Accompanying the layout drawings are detailed exposure sheets, which describe in words and pictures every frame of animation-everything the animators in Korea need to know. There are 24 frames for every second, 24 minutes in every show. The mechanics of a simple eye blink can take half a page of instructions.
Seventy members of the Klasky-Csupo animation staff in Los Angeles work full time on The Simpsons. For every show, at least eight people do layout drawings and whole departments design backgrounds and decide which colors to use in which scenes. Every detail is discussed and debated, including such matters as the color and shape of the Simpsons’ kitchen radio.
“There is a certain look to the Simpsons’ universe,” Silverman explains. “Everything’s a little bit on the puffy side.”
Groening is as heavily involved in the animation process as he is in the writing and production. “My style is not that easy to emulate,” he says. “And we had a rocky beginning, trying to draw the characters the way I designed them. It’s very hard for people who devoted themselves to animated cartoons to break the habit of cuteness. My characters are anti-cute.”
The final step before the material gets sent across the Pacific Ocean is an animatic of the episode, a filming of the layout drawings that gives a rudimentary sense of how the show will move. There’s no color and the movements are, at best, jerky, but the animatic gives the producers a chance to see how the drawings and voices work together.
“It gives the producers a chance to say, ‘Maybe we need a close-up here,’ things like that,” Silverman says. “It’s a real luxury. As far as I know, no one else does this in TV animation.”
It takes the Klasky-Csupo animation staff 12 to 14 weeks to complete the storyboards, layouts, backgrounds, and animatics that are sent to Korea. It’s six weeks more before the finished animation comes back. By the time Simon, Brooks, and Groening get their first real look at the show, the air date is less than three weeks away. And there’s lots of work still to be done.

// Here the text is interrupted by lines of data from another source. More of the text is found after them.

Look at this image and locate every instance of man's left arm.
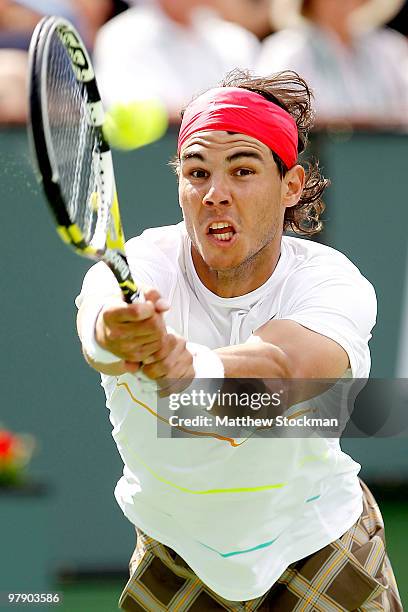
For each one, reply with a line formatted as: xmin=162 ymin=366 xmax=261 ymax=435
xmin=143 ymin=321 xmax=348 ymax=398
xmin=144 ymin=263 xmax=376 ymax=392
xmin=214 ymin=319 xmax=350 ymax=379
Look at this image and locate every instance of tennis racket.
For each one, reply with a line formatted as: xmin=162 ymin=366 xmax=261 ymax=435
xmin=28 ymin=16 xmax=141 ymax=303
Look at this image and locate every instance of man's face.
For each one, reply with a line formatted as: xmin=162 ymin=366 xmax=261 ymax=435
xmin=178 ymin=131 xmax=301 ymax=276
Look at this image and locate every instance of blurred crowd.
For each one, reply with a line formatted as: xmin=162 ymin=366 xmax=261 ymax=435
xmin=0 ymin=0 xmax=408 ymax=126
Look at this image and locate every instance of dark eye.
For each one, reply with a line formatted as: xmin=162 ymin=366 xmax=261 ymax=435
xmin=235 ymin=168 xmax=254 ymax=177
xmin=190 ymin=169 xmax=208 ymax=179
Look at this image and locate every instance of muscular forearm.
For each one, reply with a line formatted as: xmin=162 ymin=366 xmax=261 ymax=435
xmin=76 ymin=290 xmax=194 ymax=389
xmin=215 ymin=339 xmax=292 ymax=379
xmin=77 ymin=297 xmax=130 ymax=375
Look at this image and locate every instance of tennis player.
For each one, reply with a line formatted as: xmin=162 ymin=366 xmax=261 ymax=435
xmin=76 ymin=71 xmax=402 ymax=610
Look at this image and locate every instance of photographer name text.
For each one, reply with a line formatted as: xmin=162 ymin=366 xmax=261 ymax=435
xmin=168 ymin=415 xmax=339 ymax=428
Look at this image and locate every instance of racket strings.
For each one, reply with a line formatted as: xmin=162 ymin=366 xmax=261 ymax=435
xmin=45 ymin=32 xmax=108 ymax=247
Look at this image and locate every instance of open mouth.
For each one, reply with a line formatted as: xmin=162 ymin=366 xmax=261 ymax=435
xmin=207 ymin=221 xmax=236 ymax=242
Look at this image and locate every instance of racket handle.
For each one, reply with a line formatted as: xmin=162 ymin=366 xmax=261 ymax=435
xmin=125 ymin=286 xmax=144 ymax=304
xmin=102 ymin=250 xmax=142 ymax=304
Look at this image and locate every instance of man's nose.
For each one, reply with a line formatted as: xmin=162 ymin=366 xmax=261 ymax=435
xmin=202 ymin=179 xmax=232 ymax=207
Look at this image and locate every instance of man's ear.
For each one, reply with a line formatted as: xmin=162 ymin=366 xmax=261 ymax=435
xmin=282 ymin=164 xmax=305 ymax=209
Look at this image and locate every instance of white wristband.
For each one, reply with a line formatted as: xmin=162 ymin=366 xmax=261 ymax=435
xmin=186 ymin=342 xmax=225 ymax=379
xmin=81 ymin=301 xmax=122 ymax=364
xmin=245 ymin=334 xmax=264 ymax=345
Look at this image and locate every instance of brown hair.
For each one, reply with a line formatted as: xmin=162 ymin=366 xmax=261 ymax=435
xmin=174 ymin=70 xmax=329 ymax=236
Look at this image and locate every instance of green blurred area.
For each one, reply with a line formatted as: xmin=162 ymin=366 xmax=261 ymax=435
xmin=381 ymin=502 xmax=407 ymax=607
xmin=59 ymin=580 xmax=123 ymax=611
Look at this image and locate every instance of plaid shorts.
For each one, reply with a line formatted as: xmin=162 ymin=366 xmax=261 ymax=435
xmin=119 ymin=481 xmax=402 ymax=611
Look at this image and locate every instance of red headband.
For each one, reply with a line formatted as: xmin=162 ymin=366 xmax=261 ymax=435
xmin=178 ymin=87 xmax=298 ymax=168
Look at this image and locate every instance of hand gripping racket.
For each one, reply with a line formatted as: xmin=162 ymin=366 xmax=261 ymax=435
xmin=28 ymin=16 xmax=141 ymax=303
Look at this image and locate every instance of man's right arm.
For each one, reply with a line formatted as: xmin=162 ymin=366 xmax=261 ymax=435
xmin=76 ymin=288 xmax=170 ymax=376
xmin=77 ymin=297 xmax=129 ymax=376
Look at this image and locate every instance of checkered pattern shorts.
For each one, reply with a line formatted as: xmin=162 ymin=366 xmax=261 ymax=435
xmin=119 ymin=481 xmax=402 ymax=611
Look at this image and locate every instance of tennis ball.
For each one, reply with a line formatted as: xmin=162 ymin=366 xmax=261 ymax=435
xmin=103 ymin=100 xmax=168 ymax=150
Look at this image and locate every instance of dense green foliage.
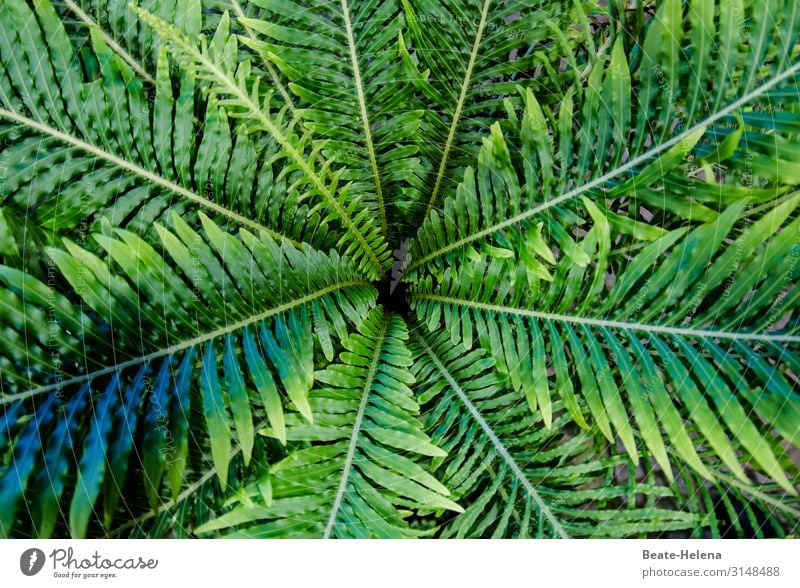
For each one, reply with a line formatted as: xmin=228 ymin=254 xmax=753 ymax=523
xmin=0 ymin=0 xmax=798 ymax=538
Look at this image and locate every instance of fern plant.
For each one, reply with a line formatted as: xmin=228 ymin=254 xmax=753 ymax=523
xmin=0 ymin=0 xmax=798 ymax=539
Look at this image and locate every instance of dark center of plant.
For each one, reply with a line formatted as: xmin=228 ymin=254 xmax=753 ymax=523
xmin=375 ymin=277 xmax=410 ymax=315
xmin=374 ymin=240 xmax=412 ymax=314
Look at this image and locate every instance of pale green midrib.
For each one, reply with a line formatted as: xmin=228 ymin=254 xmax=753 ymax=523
xmin=415 ymin=332 xmax=569 ymax=539
xmin=62 ymin=0 xmax=155 ymax=85
xmin=0 ymin=107 xmax=295 ymax=245
xmin=409 ymin=59 xmax=800 ymax=271
xmin=424 ymin=0 xmax=492 ymax=218
xmin=107 ymin=445 xmax=242 ymax=537
xmin=410 ymin=294 xmax=800 ymax=343
xmin=229 ymin=0 xmax=297 ymax=115
xmin=106 ymin=344 xmax=800 ymax=539
xmin=0 ymin=280 xmax=368 ymax=405
xmin=324 ymin=313 xmax=389 ymax=538
xmin=147 ymin=16 xmax=388 ymax=279
xmin=68 ymin=0 xmax=297 ymax=124
xmin=341 ymin=0 xmax=387 ymax=235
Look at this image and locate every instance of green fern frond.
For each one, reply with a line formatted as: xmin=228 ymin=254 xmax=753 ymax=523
xmin=410 ymin=329 xmax=700 ymax=538
xmin=407 ymin=1 xmax=800 ymax=271
xmin=194 ymin=309 xmax=461 ymax=538
xmin=410 ymin=194 xmax=800 ymax=492
xmin=0 ymin=1 xmax=322 ymax=249
xmin=133 ymin=5 xmax=392 ymax=279
xmin=234 ymin=0 xmax=429 ymax=234
xmin=400 ymin=0 xmax=584 ymax=219
xmin=0 ymin=216 xmax=374 ymax=537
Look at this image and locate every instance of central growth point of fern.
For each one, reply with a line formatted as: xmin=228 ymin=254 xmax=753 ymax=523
xmin=0 ymin=0 xmax=798 ymax=540
xmin=376 ymin=277 xmax=410 ymax=316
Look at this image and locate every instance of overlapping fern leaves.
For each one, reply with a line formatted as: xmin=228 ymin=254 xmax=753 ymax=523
xmin=0 ymin=0 xmax=798 ymax=539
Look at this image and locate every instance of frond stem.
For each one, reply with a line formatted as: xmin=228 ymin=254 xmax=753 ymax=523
xmin=414 ymin=331 xmax=569 ymax=538
xmin=324 ymin=312 xmax=389 ymax=538
xmin=0 ymin=279 xmax=369 ymax=406
xmin=62 ymin=0 xmax=155 ymax=85
xmin=410 ymin=294 xmax=800 ymax=343
xmin=341 ymin=0 xmax=387 ymax=235
xmin=409 ymin=59 xmax=800 ymax=271
xmin=423 ymin=0 xmax=492 ymax=218
xmin=0 ymin=107 xmax=296 ymax=245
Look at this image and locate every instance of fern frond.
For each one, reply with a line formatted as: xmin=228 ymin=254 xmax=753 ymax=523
xmin=133 ymin=6 xmax=392 ymax=279
xmin=410 ymin=329 xmax=700 ymax=538
xmin=235 ymin=0 xmax=428 ymax=234
xmin=0 ymin=217 xmax=375 ymax=537
xmin=400 ymin=0 xmax=582 ymax=219
xmin=408 ymin=0 xmax=800 ymax=270
xmin=410 ymin=192 xmax=800 ymax=492
xmin=0 ymin=0 xmax=323 ymax=254
xmin=193 ymin=309 xmax=461 ymax=538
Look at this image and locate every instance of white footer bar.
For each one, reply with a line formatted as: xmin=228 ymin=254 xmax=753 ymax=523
xmin=1 ymin=539 xmax=798 ymax=587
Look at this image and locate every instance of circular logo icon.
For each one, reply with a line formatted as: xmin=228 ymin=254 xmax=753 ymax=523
xmin=20 ymin=548 xmax=46 ymax=576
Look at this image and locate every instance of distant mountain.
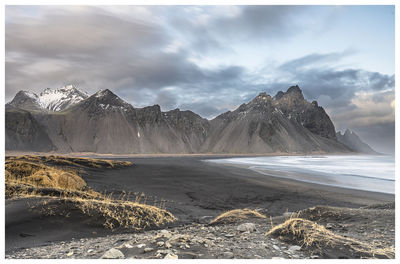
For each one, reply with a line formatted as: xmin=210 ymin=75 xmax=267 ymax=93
xmin=6 ymin=85 xmax=88 ymax=112
xmin=201 ymin=85 xmax=347 ymax=153
xmin=336 ymin=129 xmax=379 ymax=154
xmin=5 ymin=85 xmax=351 ymax=154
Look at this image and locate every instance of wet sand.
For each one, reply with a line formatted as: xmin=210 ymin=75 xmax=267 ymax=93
xmin=5 ymin=155 xmax=394 ymax=253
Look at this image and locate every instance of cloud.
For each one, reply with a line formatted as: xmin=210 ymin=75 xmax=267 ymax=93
xmin=5 ymin=6 xmax=249 ymax=105
xmin=166 ymin=6 xmax=309 ymax=55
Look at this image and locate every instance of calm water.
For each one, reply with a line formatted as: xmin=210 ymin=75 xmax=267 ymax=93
xmin=206 ymin=155 xmax=395 ymax=194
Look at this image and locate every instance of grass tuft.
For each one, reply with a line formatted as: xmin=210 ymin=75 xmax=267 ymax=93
xmin=210 ymin=208 xmax=266 ymax=225
xmin=266 ymin=218 xmax=394 ymax=259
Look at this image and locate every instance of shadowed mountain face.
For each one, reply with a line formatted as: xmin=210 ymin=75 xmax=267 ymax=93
xmin=5 ymin=85 xmax=351 ymax=154
xmin=5 ymin=108 xmax=55 ymax=152
xmin=336 ymin=129 xmax=379 ymax=155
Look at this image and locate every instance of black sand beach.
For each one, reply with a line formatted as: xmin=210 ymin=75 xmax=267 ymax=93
xmin=5 ymin=155 xmax=394 ymax=254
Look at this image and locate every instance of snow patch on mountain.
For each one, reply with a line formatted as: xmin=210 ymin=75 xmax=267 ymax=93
xmin=37 ymin=85 xmax=89 ymax=111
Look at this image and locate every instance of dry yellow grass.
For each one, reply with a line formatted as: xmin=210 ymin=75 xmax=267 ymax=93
xmin=210 ymin=208 xmax=266 ymax=225
xmin=6 ymin=160 xmax=86 ymax=191
xmin=5 ymin=155 xmax=176 ymax=230
xmin=7 ymin=155 xmax=133 ymax=169
xmin=73 ymin=196 xmax=176 ymax=230
xmin=266 ymin=218 xmax=394 ymax=258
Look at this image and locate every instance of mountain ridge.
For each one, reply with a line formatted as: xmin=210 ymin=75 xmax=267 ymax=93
xmin=6 ymin=85 xmax=353 ymax=154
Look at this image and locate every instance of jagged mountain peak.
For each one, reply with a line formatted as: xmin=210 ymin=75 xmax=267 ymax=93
xmin=274 ymin=91 xmax=285 ymax=100
xmin=93 ymin=89 xmax=115 ymax=98
xmin=81 ymin=89 xmax=133 ymax=113
xmin=286 ymin=85 xmax=302 ymax=94
xmin=38 ymin=84 xmax=89 ymax=111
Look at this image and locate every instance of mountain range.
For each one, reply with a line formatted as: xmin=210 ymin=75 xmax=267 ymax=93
xmin=5 ymin=84 xmax=376 ymax=154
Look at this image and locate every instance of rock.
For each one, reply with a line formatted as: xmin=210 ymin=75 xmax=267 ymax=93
xmin=165 ymin=241 xmax=172 ymax=249
xmin=283 ymin=212 xmax=294 ymax=218
xmin=237 ymin=223 xmax=256 ymax=232
xmin=272 ymin=257 xmax=285 ymax=259
xmin=222 ymin=252 xmax=234 ymax=259
xmin=156 ymin=249 xmax=173 ymax=255
xmin=225 ymin=233 xmax=234 ymax=238
xmin=311 ymin=255 xmax=319 ymax=259
xmin=87 ymin=249 xmax=94 ymax=253
xmin=326 ymin=223 xmax=333 ymax=229
xmin=123 ymin=243 xmax=134 ymax=249
xmin=288 ymin=245 xmax=301 ymax=252
xmin=157 ymin=241 xmax=165 ymax=247
xmin=66 ymin=251 xmax=74 ymax=257
xmin=164 ymin=253 xmax=178 ymax=259
xmin=101 ymin=248 xmax=124 ymax=259
xmin=136 ymin=243 xmax=146 ymax=248
xmin=272 ymin=245 xmax=280 ymax=251
xmin=143 ymin=248 xmax=154 ymax=253
xmin=159 ymin=230 xmax=172 ymax=239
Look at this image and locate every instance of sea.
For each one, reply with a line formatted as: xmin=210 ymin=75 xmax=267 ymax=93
xmin=206 ymin=155 xmax=395 ymax=194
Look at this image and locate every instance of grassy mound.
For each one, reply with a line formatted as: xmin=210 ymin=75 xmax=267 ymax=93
xmin=210 ymin=208 xmax=266 ymax=225
xmin=5 ymin=155 xmax=176 ymax=230
xmin=6 ymin=160 xmax=86 ymax=192
xmin=266 ymin=218 xmax=394 ymax=258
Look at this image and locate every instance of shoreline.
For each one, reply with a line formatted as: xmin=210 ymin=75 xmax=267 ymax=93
xmin=204 ymin=156 xmax=395 ymax=195
xmin=5 ymin=150 xmax=371 ymax=158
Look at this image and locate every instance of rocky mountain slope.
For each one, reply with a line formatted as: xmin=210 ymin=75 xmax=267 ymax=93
xmin=201 ymin=86 xmax=346 ymax=153
xmin=336 ymin=129 xmax=379 ymax=154
xmin=5 ymin=85 xmax=351 ymax=154
xmin=5 ymin=108 xmax=55 ymax=152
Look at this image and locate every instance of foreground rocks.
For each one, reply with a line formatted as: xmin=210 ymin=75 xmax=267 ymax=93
xmin=6 ymin=203 xmax=394 ymax=259
xmin=6 ymin=219 xmax=308 ymax=259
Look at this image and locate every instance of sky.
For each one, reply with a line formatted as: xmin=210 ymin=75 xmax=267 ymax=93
xmin=5 ymin=5 xmax=395 ymax=154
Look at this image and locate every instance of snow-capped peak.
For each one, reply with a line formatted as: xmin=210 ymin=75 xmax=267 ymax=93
xmin=36 ymin=85 xmax=89 ymax=111
xmin=16 ymin=85 xmax=87 ymax=111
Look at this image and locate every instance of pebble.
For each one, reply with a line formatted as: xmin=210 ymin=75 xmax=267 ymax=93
xmin=222 ymin=252 xmax=234 ymax=259
xmin=165 ymin=241 xmax=172 ymax=249
xmin=159 ymin=230 xmax=172 ymax=239
xmin=157 ymin=241 xmax=165 ymax=247
xmin=101 ymin=248 xmax=124 ymax=259
xmin=288 ymin=245 xmax=301 ymax=252
xmin=272 ymin=245 xmax=280 ymax=251
xmin=237 ymin=223 xmax=256 ymax=232
xmin=143 ymin=248 xmax=154 ymax=253
xmin=123 ymin=243 xmax=134 ymax=248
xmin=136 ymin=243 xmax=146 ymax=248
xmin=164 ymin=253 xmax=178 ymax=259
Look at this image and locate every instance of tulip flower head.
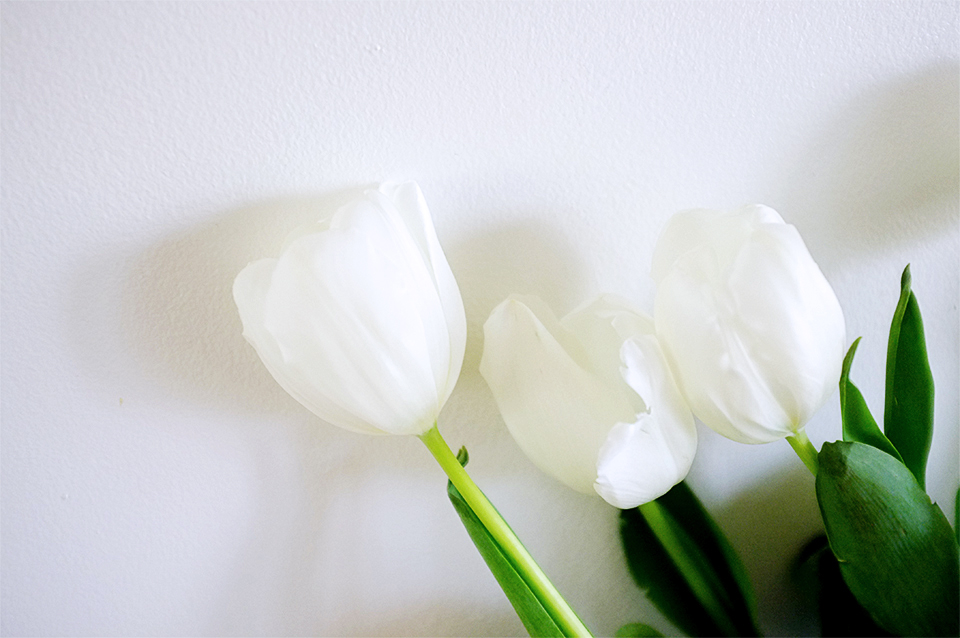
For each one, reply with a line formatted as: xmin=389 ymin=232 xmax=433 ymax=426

“This is my favorite part,” Groening says. “It’s like going to a free concert.”
He’s sitting in the control room at Fox’s Sound Stage No. 1, listening to a 38-piece orchestra lay down the soundtrack for that week’s episode. In a week that began with meetings and rewrite sessions, and would end with tedious hours going over sound effects and last-minute edits, here was an island of bliss.
Groening had no idea when he took the job that he’d be working 12-hour days, six-day weeks, immersed in this odd world. He still produces his “Life in Hell” strip, but admits he never gets to work on it until after midnight. “But I never used to work on it until then anyway,” he says. “The difference was that I got to sleep in the next day. Now, I don’t.”
As Richard Gibbs conducts the orchestra, Groening is clearly impressed by the force and intricacy of the pieces being played, impressed even more that it is music for a show he created-but not so impressed that he doesn’t make suggestions.
“Could there be more of a flourish there,” Groening says to Gibbs, “something a little more majestic?”
“I guess I could be less involved,” Groening says, “but this really is a blast. I love every aspect of it and the closer we are to the final product, the more fun it gets.”
He talks with pride about the details of the show, subtleties that most people probably wouldn’t notice. He knows there has never before been a cartoon TV show with a 38-piece orchestra, never been a show where scenes were rewritten after the animation process had begun, where actors were called back to re-cut dialogue, where people spend hours to get the right sound of a squealing tire or an angry mob.
Says Groening, happily, “We knew when we began that the kinds of things we were attempting were extremely ambitious, trying to make people forget they were watching a cartoon, really getting them caught up with the characters. And we’re succeeding.”